Neue Produktlinie

Neues Serviced Apartment-Konzept für Young Professionals

Serviced Appartements für Young Professionals (Foto: © GBI Group)
Die Serviced Appartements sind nicht nur voll ausgestattet, sie bieten Young Professionals auch Anschluss und Gemeinschaft (Foto: © GBI Group)
Die GBI Group bietet Reisenden komplett ausgestattete Apartments. Mit einem neuen Konzept konzentriert sich das Unternehmen nun auch vermehrt auf die Young Professionals und will deren Ansprüchen gerecht werden. 
Donnerstag, 22.02.2024, 12:35 Uhr, Autor: Christine Hintersdorf

Vor Kurzem öffnete in der Frankfurter City-Ost das erste Haus der Serviced Apartment-Marke Smartments connect. Die neue Produktlinie der GBI Group bietet vor allem für junge Berufstätige, Kontaktfreudige und Touristen 128 Serviced Apartments und jeweils eine Gemeinschaftsküche auf allen sechs Stockwerken. 

Konzept für Young Professionals mit Community-Kitchens 

17 Apartments haben darüber hinaus eigene Küchen. Auch die dort eingecheckten Gäste können sich für das Community-Kochen entscheiden. Abgerundet wird das Konzept der von der GBI Group errichteten Beherbergungsimmobilie durch Gemeinschaftsräume mit Möglichkeiten zum Co-Working und Veranstaltungs-Angebote.

Mit diesem Konzept geht Smartments gezielt auf Bedürfnisse der jüngeren Zielgruppe ein. „Vor allem in Städten, in denen es viele für Young Professionals attraktive Unternehmen wie etwa innovative Start-ups gibt, wollen wir auch mit Smartments connect präsent sein“, sagt Daniel Zawe, Geschäftsführer Smartments.

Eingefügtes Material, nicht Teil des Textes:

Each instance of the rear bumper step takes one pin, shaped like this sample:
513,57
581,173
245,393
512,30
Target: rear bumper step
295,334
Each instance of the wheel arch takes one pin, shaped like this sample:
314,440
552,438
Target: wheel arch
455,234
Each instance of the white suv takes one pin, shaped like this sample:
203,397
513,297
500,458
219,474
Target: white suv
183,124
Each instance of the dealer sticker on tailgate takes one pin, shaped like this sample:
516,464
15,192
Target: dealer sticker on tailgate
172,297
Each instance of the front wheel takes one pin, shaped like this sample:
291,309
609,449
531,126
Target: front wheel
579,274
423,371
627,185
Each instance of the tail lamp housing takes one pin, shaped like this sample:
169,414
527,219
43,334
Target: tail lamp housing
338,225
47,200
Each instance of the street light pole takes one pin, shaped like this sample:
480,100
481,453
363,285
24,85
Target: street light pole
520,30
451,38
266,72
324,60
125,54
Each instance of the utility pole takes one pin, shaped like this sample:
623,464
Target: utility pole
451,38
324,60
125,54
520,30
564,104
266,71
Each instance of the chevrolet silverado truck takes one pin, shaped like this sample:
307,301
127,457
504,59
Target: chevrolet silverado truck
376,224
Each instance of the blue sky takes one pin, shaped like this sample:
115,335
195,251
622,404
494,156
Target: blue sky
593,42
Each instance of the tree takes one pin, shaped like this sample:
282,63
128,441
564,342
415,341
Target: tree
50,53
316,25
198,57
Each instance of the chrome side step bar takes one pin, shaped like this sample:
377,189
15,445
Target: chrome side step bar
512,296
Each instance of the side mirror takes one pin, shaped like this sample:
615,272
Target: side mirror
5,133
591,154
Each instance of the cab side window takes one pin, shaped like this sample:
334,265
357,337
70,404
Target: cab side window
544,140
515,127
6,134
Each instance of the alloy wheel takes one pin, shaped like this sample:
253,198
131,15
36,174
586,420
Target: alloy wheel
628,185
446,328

Zawe meint weiter, dass die Megatrends wie die fortschreitende Flexibilisierung des Arbeitsmarktes Nachfrage und Chancen für solche innovativen Konzepte steiern.

Gemeinschaft schaffen

Young Professionals wollen in den Serviced Apartments nicht nur einen privaten Rückzugsort haben, sondern – gerade bei befristeten Projekt-Engagements – über eine Community-Struktur im Haus unkompliziert und schnell Leute kennenlernen.

„Die Kombination ist dieser Gästegruppe gerade bei längeren Aufenthalten besonders wichtig“, so Daniel Zawe: „Eine Community im Haus erleichtert und beschleunigt das Einleben in der neuen Stadt.“

Bei Smartments Connect gibt es kein starres Verhältnis der Einheiten mit und ohne Küche. „Das entscheiden wir für jeden Standort auf Grundlage von Stadt-Struktur und Nachfrageanalysen“, so Daniel Zawe. Beispielsweise werden in Frankfurt vergleichsweise mehr Kurzzeit-Reisende erwartet.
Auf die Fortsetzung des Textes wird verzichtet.